Employees Provident Funds to invest 15% in Equity

Employees Provident Fund (EPF) to invest 15% in Equity

EPF is the one of the most commonly used scheme by the employees of India to save for their retirement regularly.

Recently, the Finance ministry has asked EPFO to invest up to 15% of EPF in Equity. But well, in exchange of that, the EPF commissioner asked for the government guarantee that the stock price won’t go down.

"Our Board of Trustees felt investments in the capital market are unsafe and do not serve well for someone like us who want very stable returns," Central Provident Fund commissioner, Samirendra Chatterjee, told reporters on the sidelines of a function organised by AK Capital Services in Mumbai.
"If they want us to invest, please give us a guarantee for the same, we will invest," he added.
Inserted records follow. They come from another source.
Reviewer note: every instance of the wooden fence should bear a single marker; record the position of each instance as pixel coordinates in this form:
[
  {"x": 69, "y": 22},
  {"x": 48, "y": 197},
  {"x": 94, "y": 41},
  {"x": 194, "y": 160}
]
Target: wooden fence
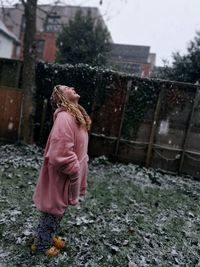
[
  {"x": 161, "y": 130},
  {"x": 166, "y": 137}
]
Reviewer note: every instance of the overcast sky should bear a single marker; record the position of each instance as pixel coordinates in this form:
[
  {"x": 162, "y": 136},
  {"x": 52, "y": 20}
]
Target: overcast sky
[{"x": 164, "y": 25}]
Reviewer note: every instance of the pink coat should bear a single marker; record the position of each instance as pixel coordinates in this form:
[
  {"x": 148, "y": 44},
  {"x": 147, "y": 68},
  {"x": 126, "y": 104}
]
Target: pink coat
[{"x": 63, "y": 176}]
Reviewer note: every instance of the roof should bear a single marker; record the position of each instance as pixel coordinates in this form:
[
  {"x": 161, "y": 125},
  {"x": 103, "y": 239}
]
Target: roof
[
  {"x": 129, "y": 53},
  {"x": 8, "y": 33}
]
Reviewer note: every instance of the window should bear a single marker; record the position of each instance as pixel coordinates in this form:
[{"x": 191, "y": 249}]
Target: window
[
  {"x": 53, "y": 23},
  {"x": 23, "y": 23},
  {"x": 39, "y": 49}
]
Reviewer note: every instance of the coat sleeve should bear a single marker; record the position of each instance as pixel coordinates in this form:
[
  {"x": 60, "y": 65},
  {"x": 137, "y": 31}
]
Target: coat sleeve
[{"x": 61, "y": 147}]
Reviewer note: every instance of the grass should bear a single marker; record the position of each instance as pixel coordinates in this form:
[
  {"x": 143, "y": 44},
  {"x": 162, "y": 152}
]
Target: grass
[{"x": 126, "y": 219}]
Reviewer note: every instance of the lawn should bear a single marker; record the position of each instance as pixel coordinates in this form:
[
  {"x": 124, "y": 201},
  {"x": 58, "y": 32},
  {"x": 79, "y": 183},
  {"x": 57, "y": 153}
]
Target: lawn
[{"x": 131, "y": 216}]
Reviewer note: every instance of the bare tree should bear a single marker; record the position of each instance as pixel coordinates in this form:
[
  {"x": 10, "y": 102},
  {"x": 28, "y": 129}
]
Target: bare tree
[{"x": 28, "y": 74}]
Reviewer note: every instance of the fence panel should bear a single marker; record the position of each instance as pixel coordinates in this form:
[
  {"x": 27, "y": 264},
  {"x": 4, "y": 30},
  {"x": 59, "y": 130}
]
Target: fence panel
[{"x": 10, "y": 111}]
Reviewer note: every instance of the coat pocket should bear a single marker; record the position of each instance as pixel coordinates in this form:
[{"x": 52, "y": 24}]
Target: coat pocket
[{"x": 74, "y": 190}]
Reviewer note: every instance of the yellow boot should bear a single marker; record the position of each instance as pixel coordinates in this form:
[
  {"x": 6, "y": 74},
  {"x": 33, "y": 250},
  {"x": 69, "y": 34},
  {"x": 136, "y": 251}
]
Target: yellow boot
[
  {"x": 58, "y": 242},
  {"x": 51, "y": 252}
]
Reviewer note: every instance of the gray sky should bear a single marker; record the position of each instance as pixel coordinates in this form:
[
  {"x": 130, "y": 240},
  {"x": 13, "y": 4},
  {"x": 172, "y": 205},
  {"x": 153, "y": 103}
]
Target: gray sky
[{"x": 164, "y": 25}]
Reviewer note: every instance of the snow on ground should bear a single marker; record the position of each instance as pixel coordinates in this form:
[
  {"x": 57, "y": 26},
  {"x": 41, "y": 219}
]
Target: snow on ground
[{"x": 131, "y": 216}]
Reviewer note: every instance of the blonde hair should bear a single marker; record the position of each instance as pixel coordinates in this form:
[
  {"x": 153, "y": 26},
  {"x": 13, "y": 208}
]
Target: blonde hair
[{"x": 59, "y": 100}]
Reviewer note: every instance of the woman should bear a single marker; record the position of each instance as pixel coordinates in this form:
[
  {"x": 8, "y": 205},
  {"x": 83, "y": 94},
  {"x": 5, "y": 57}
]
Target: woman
[{"x": 63, "y": 176}]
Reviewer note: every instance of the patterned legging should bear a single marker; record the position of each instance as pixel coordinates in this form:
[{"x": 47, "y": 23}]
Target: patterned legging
[{"x": 47, "y": 227}]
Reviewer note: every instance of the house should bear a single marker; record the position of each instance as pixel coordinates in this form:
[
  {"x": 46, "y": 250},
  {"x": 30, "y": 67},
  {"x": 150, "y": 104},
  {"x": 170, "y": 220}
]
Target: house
[
  {"x": 50, "y": 20},
  {"x": 9, "y": 44},
  {"x": 132, "y": 59}
]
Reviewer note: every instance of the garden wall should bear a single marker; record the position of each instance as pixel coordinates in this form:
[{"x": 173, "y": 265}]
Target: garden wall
[{"x": 144, "y": 121}]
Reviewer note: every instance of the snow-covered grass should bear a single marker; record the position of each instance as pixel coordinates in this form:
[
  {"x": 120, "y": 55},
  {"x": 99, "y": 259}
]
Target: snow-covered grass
[{"x": 131, "y": 216}]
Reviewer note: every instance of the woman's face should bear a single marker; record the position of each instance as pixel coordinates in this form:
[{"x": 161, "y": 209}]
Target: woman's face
[{"x": 70, "y": 93}]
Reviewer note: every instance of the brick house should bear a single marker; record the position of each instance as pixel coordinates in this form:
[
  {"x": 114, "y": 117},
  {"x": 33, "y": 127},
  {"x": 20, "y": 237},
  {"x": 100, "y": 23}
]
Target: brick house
[
  {"x": 50, "y": 20},
  {"x": 132, "y": 59},
  {"x": 9, "y": 43}
]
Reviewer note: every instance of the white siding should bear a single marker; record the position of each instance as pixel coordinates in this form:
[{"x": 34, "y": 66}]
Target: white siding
[{"x": 6, "y": 46}]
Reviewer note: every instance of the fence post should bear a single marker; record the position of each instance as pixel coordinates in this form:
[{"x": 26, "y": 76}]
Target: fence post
[
  {"x": 196, "y": 99},
  {"x": 153, "y": 128},
  {"x": 44, "y": 110},
  {"x": 129, "y": 84}
]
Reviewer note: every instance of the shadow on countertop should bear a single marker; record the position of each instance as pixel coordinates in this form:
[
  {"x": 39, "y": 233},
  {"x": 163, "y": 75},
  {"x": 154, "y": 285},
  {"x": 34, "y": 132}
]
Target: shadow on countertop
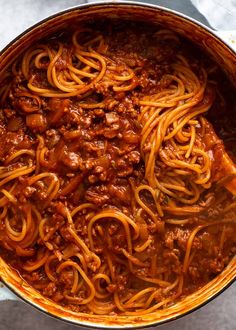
[{"x": 217, "y": 315}]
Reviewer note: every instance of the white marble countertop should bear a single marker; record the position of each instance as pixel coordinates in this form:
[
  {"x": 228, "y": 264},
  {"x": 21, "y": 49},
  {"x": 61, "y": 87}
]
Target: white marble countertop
[{"x": 15, "y": 17}]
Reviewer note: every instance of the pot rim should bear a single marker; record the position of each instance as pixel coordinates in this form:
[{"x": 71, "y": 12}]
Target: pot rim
[{"x": 110, "y": 3}]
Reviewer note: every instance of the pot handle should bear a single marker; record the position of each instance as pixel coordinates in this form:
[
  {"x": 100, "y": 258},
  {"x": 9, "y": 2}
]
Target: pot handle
[
  {"x": 229, "y": 37},
  {"x": 6, "y": 294}
]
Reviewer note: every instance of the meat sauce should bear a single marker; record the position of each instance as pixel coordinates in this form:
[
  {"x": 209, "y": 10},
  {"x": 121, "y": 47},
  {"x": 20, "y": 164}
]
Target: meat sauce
[{"x": 95, "y": 153}]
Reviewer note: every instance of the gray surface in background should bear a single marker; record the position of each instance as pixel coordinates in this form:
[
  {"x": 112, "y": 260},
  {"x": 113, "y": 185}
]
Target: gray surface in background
[{"x": 15, "y": 17}]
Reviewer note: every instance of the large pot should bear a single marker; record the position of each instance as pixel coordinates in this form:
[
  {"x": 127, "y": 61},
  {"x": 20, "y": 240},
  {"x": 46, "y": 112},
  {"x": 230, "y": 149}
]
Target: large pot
[{"x": 222, "y": 53}]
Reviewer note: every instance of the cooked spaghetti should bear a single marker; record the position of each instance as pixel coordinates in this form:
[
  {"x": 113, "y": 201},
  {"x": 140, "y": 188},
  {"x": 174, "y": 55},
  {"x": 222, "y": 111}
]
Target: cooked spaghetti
[{"x": 117, "y": 195}]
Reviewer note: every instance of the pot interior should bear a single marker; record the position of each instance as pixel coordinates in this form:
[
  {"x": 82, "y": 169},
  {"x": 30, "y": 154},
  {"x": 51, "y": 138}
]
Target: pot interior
[{"x": 212, "y": 46}]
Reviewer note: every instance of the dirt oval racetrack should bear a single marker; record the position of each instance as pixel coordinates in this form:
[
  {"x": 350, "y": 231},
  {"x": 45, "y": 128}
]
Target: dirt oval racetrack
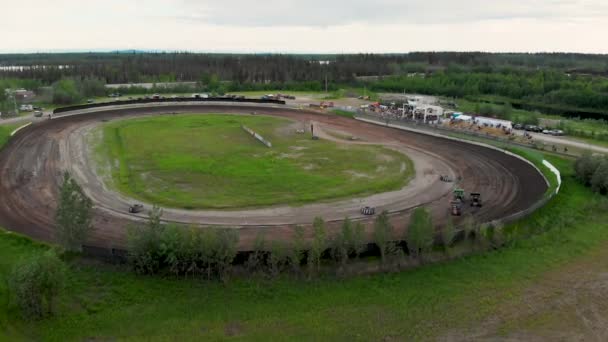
[{"x": 31, "y": 169}]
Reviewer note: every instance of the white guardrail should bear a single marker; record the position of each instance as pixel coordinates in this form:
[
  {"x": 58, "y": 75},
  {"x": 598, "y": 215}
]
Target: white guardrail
[
  {"x": 557, "y": 174},
  {"x": 20, "y": 128},
  {"x": 504, "y": 220}
]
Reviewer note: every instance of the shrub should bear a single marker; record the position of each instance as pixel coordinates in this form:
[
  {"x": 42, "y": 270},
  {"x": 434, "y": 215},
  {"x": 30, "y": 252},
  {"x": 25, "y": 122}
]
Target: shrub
[
  {"x": 144, "y": 244},
  {"x": 34, "y": 284},
  {"x": 420, "y": 232},
  {"x": 319, "y": 244},
  {"x": 73, "y": 215},
  {"x": 383, "y": 235}
]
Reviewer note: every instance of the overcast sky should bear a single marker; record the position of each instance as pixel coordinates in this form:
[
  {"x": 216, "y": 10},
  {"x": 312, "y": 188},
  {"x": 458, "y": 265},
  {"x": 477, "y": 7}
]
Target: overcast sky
[{"x": 326, "y": 26}]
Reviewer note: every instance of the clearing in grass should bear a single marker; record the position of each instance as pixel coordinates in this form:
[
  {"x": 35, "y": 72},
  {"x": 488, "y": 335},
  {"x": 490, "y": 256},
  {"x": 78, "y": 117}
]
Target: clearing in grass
[{"x": 209, "y": 161}]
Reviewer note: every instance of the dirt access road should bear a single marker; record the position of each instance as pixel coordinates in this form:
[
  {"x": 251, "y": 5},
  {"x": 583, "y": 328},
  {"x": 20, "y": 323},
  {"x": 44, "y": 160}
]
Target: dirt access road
[{"x": 33, "y": 161}]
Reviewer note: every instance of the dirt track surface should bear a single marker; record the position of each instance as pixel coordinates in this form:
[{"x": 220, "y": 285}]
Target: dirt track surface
[{"x": 33, "y": 161}]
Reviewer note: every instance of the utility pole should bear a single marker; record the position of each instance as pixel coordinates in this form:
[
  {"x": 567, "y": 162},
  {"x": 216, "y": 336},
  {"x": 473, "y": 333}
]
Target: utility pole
[{"x": 15, "y": 103}]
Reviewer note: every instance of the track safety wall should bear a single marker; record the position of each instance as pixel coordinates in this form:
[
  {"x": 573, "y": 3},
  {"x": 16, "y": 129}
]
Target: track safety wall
[
  {"x": 178, "y": 99},
  {"x": 498, "y": 222}
]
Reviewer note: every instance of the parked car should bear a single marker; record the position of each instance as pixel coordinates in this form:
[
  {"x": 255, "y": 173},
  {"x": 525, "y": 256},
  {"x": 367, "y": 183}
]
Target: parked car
[
  {"x": 368, "y": 210},
  {"x": 136, "y": 208}
]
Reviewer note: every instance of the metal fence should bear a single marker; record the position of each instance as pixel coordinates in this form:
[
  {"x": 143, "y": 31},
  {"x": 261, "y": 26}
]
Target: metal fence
[
  {"x": 434, "y": 129},
  {"x": 408, "y": 123}
]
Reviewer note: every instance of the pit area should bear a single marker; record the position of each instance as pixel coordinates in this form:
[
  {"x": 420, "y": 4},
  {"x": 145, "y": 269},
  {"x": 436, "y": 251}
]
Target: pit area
[{"x": 33, "y": 162}]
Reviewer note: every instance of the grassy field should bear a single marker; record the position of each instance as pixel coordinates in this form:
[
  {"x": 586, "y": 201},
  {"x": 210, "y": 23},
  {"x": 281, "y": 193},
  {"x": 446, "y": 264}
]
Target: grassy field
[
  {"x": 5, "y": 132},
  {"x": 209, "y": 161},
  {"x": 105, "y": 302}
]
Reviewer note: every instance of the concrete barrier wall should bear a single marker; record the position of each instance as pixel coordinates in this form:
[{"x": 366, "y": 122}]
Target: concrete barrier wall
[
  {"x": 179, "y": 99},
  {"x": 498, "y": 222}
]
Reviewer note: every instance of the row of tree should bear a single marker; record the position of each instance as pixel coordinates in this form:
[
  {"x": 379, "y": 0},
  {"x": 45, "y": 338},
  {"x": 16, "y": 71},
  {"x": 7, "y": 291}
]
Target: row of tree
[
  {"x": 592, "y": 170},
  {"x": 259, "y": 68},
  {"x": 154, "y": 247}
]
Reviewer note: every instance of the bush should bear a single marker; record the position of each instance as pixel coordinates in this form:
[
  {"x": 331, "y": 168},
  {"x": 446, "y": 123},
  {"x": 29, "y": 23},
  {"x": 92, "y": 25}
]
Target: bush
[
  {"x": 383, "y": 235},
  {"x": 66, "y": 92},
  {"x": 144, "y": 244},
  {"x": 593, "y": 171},
  {"x": 420, "y": 232},
  {"x": 35, "y": 283},
  {"x": 73, "y": 215},
  {"x": 599, "y": 180}
]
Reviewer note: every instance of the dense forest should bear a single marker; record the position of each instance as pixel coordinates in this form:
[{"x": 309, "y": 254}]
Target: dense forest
[{"x": 570, "y": 84}]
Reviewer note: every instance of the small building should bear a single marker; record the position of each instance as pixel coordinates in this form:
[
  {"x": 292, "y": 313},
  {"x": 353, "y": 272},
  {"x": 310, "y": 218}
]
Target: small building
[
  {"x": 492, "y": 122},
  {"x": 23, "y": 94},
  {"x": 26, "y": 107}
]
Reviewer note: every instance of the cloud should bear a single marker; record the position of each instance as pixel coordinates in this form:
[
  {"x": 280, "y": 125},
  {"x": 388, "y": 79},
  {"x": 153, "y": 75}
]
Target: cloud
[
  {"x": 320, "y": 13},
  {"x": 286, "y": 26}
]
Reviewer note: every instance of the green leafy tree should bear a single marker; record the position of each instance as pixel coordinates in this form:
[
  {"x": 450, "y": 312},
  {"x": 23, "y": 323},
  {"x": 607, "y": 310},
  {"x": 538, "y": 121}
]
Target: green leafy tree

Giving such kind of guarantees is not at all possible in the capital markets. However, the purpose of the finance minister is clear. By investing 15% corpus of EPF in the equity, it will help to boost the returns of the employees saved money in the long run as equity provides the highest returns in the long run.

The EPFO and the company-run PF trusts are currently allowed to invest only in more secure investments like bonds and Government securities which deliver a stable return.

Unfortunately, the inflation in India is right now so high (8-14%) that the fixed income instruments are not that much secure. They will give you just the psychological feeling that the value of the fund will go high and high.

But well, the inflation will erode the purchasing power of your money put in the EPF over the time. Just think that your EPF generates 8% annual return from you while the inflation is 12%. In that case, your purchasing power is reducing by 4% every year even though you are gaining 8% every year ‘On Paper’.

I personally feel that for such a long time horizon investments, Equity exposure is a MUST.